A Python package implementing the complete LLM post-training pipeline: Supervised Fine-Tuning (SFT), Group Relative Policy Optimization (GRPO) with verifiable math rewards, and Direct Preference Optimization (DPO). Includes evaluation benchmarks via lm-evaluation-harness and multi-backend inference serving (Unsloth, vLLM, MLX). Built for learning and demonstration, designed to run on free Colab GPUs with QLoRA and Unsloth for memory-efficient training on Qwen2.5-3B.

Pipeline

graph LR
    A[Qwen2.5-3B<br/>Base Model] --> B[SFT<br/>Instruction Following]
    B --> C[GRPO<br/>Math Reasoning via RL]
    B --> D[DPO<br/>Preference Alignment]
    C --> E[Evaluation<br/>GSM8K, MATH, ARC]
    D --> E
    E --> F[Inference<br/>Unsloth / vLLM / MLX]

Quick Start

# Install
pip install git+https://github.com/sacredvoid/alignrl.git

# Train (SFT as an example)
alignrl train sft -c configs/sft.yaml

# Evaluate
alignrl eval --adapter ./outputs/sft/final --stage sft

# Launch comparison demo
alignrl serve --stages base sft=./outputs/sft/final grpo=./outputs/grpo/final

For GPU training, install with the train and unsloth extras:

pip install "alignrl[train,unsloth] @ git+https://github.com/sacredvoid/alignrl.git"

Notebooks

Each notebook is self-contained and runs end-to-end on a free Colab T4 GPU.

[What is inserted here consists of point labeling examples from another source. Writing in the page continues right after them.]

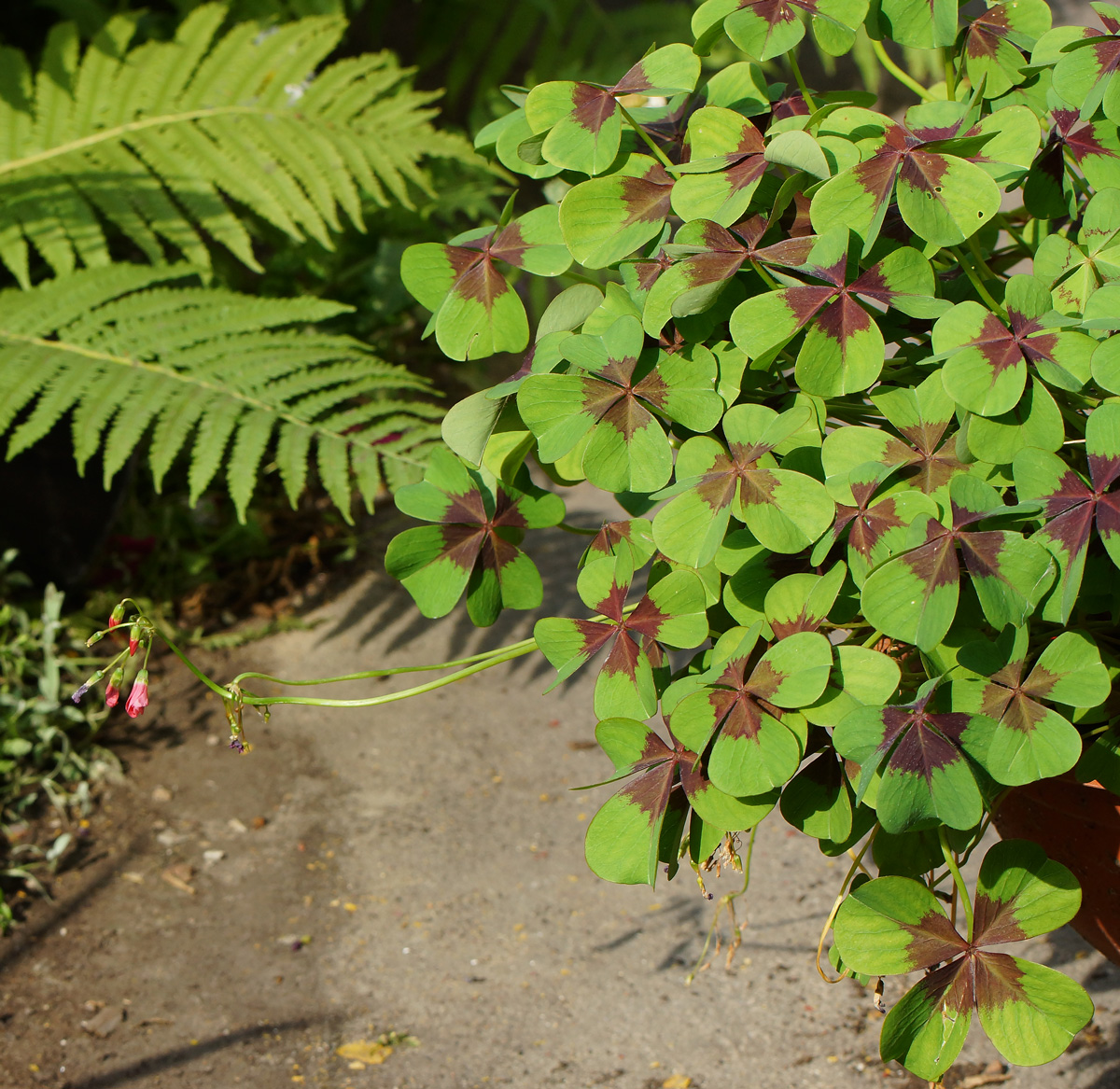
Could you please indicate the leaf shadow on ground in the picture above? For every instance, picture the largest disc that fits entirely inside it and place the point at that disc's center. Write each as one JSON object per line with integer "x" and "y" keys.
{"x": 385, "y": 607}
{"x": 176, "y": 1057}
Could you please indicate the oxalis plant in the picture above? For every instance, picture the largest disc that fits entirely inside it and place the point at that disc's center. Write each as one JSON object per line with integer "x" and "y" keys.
{"x": 850, "y": 377}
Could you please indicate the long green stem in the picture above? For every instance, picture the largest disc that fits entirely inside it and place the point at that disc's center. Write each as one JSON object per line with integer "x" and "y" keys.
{"x": 857, "y": 860}
{"x": 370, "y": 674}
{"x": 958, "y": 880}
{"x": 518, "y": 649}
{"x": 213, "y": 686}
{"x": 662, "y": 158}
{"x": 899, "y": 73}
{"x": 950, "y": 74}
{"x": 792, "y": 56}
{"x": 766, "y": 278}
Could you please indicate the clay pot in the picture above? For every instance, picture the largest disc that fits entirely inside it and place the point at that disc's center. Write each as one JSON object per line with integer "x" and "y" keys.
{"x": 1079, "y": 826}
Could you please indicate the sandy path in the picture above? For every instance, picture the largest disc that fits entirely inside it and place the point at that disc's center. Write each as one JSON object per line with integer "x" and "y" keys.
{"x": 432, "y": 852}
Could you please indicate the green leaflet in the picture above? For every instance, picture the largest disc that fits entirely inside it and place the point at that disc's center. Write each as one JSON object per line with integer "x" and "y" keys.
{"x": 1030, "y": 1012}
{"x": 613, "y": 394}
{"x": 755, "y": 751}
{"x": 1030, "y": 741}
{"x": 475, "y": 309}
{"x": 582, "y": 121}
{"x": 785, "y": 510}
{"x": 764, "y": 31}
{"x": 474, "y": 546}
{"x": 606, "y": 218}
{"x": 913, "y": 596}
{"x": 671, "y": 613}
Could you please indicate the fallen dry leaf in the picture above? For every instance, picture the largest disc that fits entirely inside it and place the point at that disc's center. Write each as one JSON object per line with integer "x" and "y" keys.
{"x": 105, "y": 1022}
{"x": 178, "y": 876}
{"x": 368, "y": 1052}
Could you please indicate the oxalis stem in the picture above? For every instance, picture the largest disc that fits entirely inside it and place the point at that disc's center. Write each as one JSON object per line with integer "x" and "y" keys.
{"x": 792, "y": 56}
{"x": 857, "y": 861}
{"x": 370, "y": 674}
{"x": 516, "y": 649}
{"x": 899, "y": 73}
{"x": 958, "y": 880}
{"x": 662, "y": 158}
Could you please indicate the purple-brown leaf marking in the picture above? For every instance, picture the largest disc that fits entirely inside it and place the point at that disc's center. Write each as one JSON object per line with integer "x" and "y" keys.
{"x": 626, "y": 416}
{"x": 935, "y": 563}
{"x": 869, "y": 524}
{"x": 592, "y": 105}
{"x": 482, "y": 284}
{"x": 624, "y": 657}
{"x": 987, "y": 32}
{"x": 510, "y": 245}
{"x": 595, "y": 635}
{"x": 805, "y": 301}
{"x": 996, "y": 981}
{"x": 924, "y": 749}
{"x": 613, "y": 604}
{"x": 843, "y": 319}
{"x": 604, "y": 542}
{"x": 647, "y": 199}
{"x": 648, "y": 619}
{"x": 462, "y": 545}
{"x": 650, "y": 791}
{"x": 933, "y": 939}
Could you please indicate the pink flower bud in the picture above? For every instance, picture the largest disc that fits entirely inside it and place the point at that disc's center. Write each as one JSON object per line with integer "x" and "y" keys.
{"x": 113, "y": 688}
{"x": 138, "y": 697}
{"x": 77, "y": 696}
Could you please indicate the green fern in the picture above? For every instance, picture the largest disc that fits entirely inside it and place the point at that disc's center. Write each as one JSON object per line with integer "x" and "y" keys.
{"x": 212, "y": 370}
{"x": 166, "y": 140}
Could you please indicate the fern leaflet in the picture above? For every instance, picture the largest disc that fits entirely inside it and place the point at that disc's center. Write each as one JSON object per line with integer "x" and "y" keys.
{"x": 166, "y": 139}
{"x": 128, "y": 350}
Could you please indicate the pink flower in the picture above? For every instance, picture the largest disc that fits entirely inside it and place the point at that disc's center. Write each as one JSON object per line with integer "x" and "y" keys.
{"x": 77, "y": 696}
{"x": 138, "y": 697}
{"x": 113, "y": 688}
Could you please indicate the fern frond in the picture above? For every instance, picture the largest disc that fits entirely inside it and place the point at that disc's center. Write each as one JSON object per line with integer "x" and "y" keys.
{"x": 158, "y": 140}
{"x": 127, "y": 351}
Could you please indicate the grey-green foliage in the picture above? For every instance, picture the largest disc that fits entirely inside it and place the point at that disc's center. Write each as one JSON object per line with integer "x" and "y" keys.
{"x": 44, "y": 737}
{"x": 211, "y": 370}
{"x": 171, "y": 144}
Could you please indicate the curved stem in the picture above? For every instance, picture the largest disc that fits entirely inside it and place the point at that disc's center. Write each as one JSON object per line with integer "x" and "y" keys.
{"x": 857, "y": 861}
{"x": 662, "y": 158}
{"x": 213, "y": 686}
{"x": 792, "y": 56}
{"x": 958, "y": 880}
{"x": 519, "y": 649}
{"x": 950, "y": 74}
{"x": 370, "y": 674}
{"x": 902, "y": 77}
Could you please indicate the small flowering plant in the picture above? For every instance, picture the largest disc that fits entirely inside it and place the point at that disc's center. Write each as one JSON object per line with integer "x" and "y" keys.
{"x": 854, "y": 379}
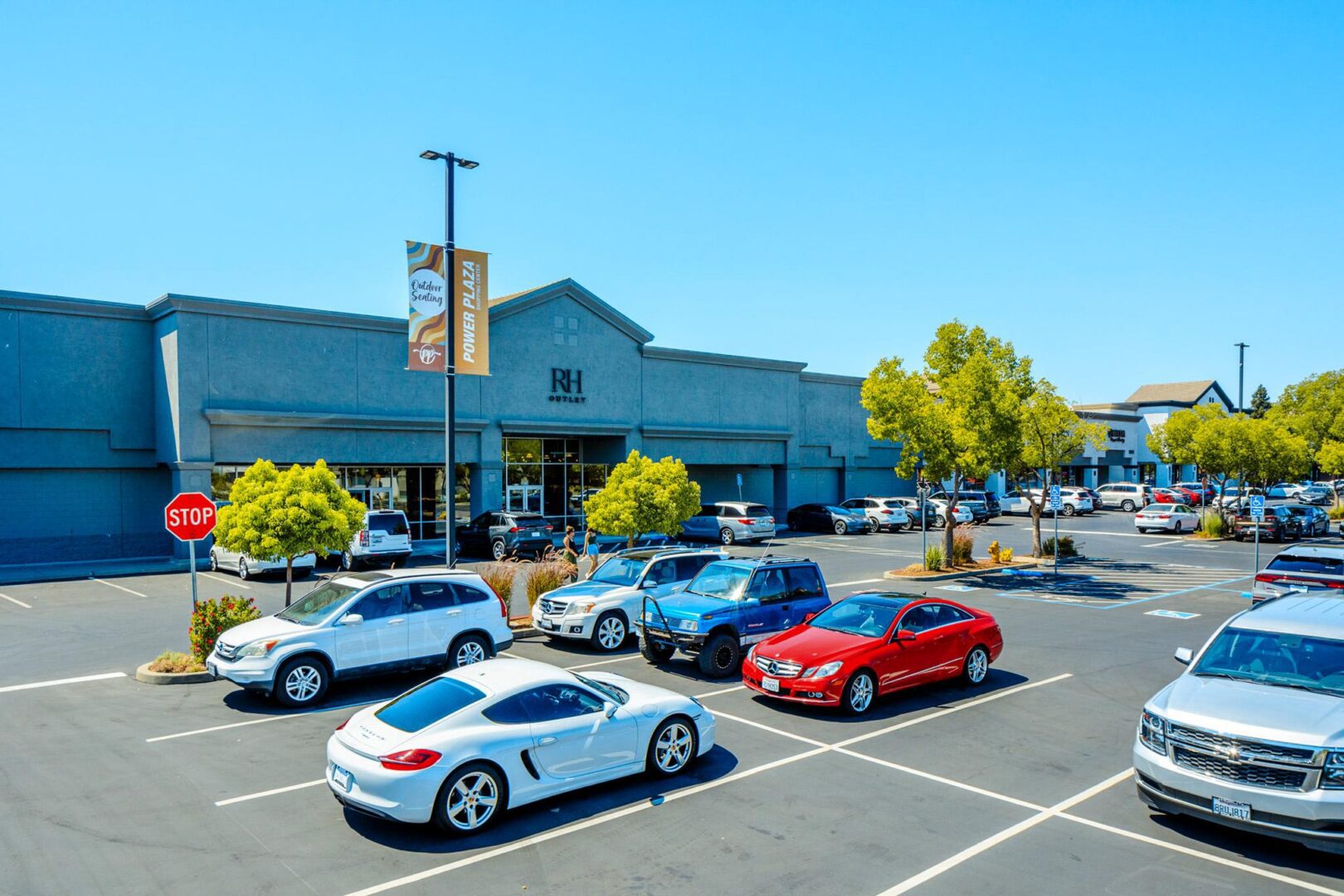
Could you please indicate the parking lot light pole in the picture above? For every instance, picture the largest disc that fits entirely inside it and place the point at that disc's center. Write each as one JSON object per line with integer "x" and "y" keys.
{"x": 450, "y": 162}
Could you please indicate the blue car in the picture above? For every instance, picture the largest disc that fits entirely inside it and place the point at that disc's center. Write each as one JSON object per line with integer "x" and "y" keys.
{"x": 728, "y": 606}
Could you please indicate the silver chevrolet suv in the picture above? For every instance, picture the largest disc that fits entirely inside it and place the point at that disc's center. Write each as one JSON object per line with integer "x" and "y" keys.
{"x": 1252, "y": 735}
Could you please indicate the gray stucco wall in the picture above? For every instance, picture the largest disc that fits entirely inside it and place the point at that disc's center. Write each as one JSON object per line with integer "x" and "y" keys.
{"x": 117, "y": 407}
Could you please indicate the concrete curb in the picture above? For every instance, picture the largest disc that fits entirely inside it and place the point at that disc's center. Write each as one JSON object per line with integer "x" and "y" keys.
{"x": 171, "y": 677}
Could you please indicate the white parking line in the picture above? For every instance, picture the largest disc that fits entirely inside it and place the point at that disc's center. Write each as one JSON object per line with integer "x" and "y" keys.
{"x": 63, "y": 681}
{"x": 119, "y": 587}
{"x": 258, "y": 722}
{"x": 270, "y": 793}
{"x": 1007, "y": 833}
{"x": 1216, "y": 860}
{"x": 236, "y": 583}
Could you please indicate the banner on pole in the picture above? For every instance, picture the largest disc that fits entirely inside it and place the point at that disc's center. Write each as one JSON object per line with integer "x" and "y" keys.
{"x": 472, "y": 321}
{"x": 429, "y": 306}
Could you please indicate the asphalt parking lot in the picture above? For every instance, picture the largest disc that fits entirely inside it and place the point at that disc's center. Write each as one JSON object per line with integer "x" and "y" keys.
{"x": 1018, "y": 786}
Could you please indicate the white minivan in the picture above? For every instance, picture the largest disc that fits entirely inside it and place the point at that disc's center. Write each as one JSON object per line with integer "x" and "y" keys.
{"x": 360, "y": 624}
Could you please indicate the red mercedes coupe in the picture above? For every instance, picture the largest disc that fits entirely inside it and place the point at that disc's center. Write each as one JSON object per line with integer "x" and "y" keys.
{"x": 873, "y": 644}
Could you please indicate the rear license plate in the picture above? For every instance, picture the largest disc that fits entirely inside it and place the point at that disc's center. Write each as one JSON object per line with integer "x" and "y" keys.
{"x": 1241, "y": 811}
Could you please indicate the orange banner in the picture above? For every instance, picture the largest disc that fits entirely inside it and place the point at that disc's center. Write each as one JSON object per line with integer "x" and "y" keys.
{"x": 472, "y": 321}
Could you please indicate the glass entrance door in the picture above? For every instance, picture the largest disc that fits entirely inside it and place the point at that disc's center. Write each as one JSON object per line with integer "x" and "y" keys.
{"x": 524, "y": 499}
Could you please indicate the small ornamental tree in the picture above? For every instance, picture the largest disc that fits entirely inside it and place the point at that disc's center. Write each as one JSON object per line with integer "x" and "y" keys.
{"x": 1053, "y": 436}
{"x": 279, "y": 514}
{"x": 643, "y": 494}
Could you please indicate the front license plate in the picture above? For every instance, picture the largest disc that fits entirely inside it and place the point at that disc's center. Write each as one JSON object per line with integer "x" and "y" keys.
{"x": 1241, "y": 811}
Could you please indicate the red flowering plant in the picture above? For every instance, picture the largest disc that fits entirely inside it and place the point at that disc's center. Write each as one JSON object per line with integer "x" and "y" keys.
{"x": 212, "y": 618}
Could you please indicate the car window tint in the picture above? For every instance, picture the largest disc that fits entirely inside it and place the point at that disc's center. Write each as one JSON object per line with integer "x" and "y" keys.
{"x": 559, "y": 702}
{"x": 804, "y": 582}
{"x": 382, "y": 603}
{"x": 466, "y": 594}
{"x": 431, "y": 702}
{"x": 509, "y": 711}
{"x": 1307, "y": 563}
{"x": 431, "y": 596}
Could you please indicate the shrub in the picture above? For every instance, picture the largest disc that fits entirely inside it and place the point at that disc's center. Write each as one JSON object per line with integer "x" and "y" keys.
{"x": 500, "y": 578}
{"x": 962, "y": 543}
{"x": 933, "y": 558}
{"x": 1066, "y": 547}
{"x": 177, "y": 661}
{"x": 212, "y": 618}
{"x": 546, "y": 575}
{"x": 1213, "y": 524}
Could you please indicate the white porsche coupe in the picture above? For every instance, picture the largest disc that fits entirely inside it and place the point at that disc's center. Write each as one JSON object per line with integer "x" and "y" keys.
{"x": 465, "y": 746}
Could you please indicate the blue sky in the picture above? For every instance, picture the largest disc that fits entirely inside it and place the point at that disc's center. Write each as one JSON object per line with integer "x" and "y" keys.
{"x": 1121, "y": 190}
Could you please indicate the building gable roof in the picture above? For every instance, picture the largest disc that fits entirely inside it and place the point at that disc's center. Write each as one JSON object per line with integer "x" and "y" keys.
{"x": 518, "y": 303}
{"x": 1187, "y": 392}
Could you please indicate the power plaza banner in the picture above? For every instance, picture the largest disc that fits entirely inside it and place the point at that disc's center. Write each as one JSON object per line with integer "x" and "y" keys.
{"x": 429, "y": 309}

# Notebook Technique Colab
01 SFT on OpenHermes-2.5 Supervised Fine-Tuning with QLoRA Open in Colab
02 GRPO on GSM8K RL with Verifiable Math Rewards Open in Colab
03 DPO on UltraFeedback Direct Preference Optimization Open in Colab
04 Benchmark Evaluation lm-evaluation-harness across stages Open in Colab
05 Inference Comparison Side-by-side Gradio demo Open in Colab

Benchmark Results

All evaluations run on Qwen2.5-3B with QLoRA adapters. Best score per benchmark in bold.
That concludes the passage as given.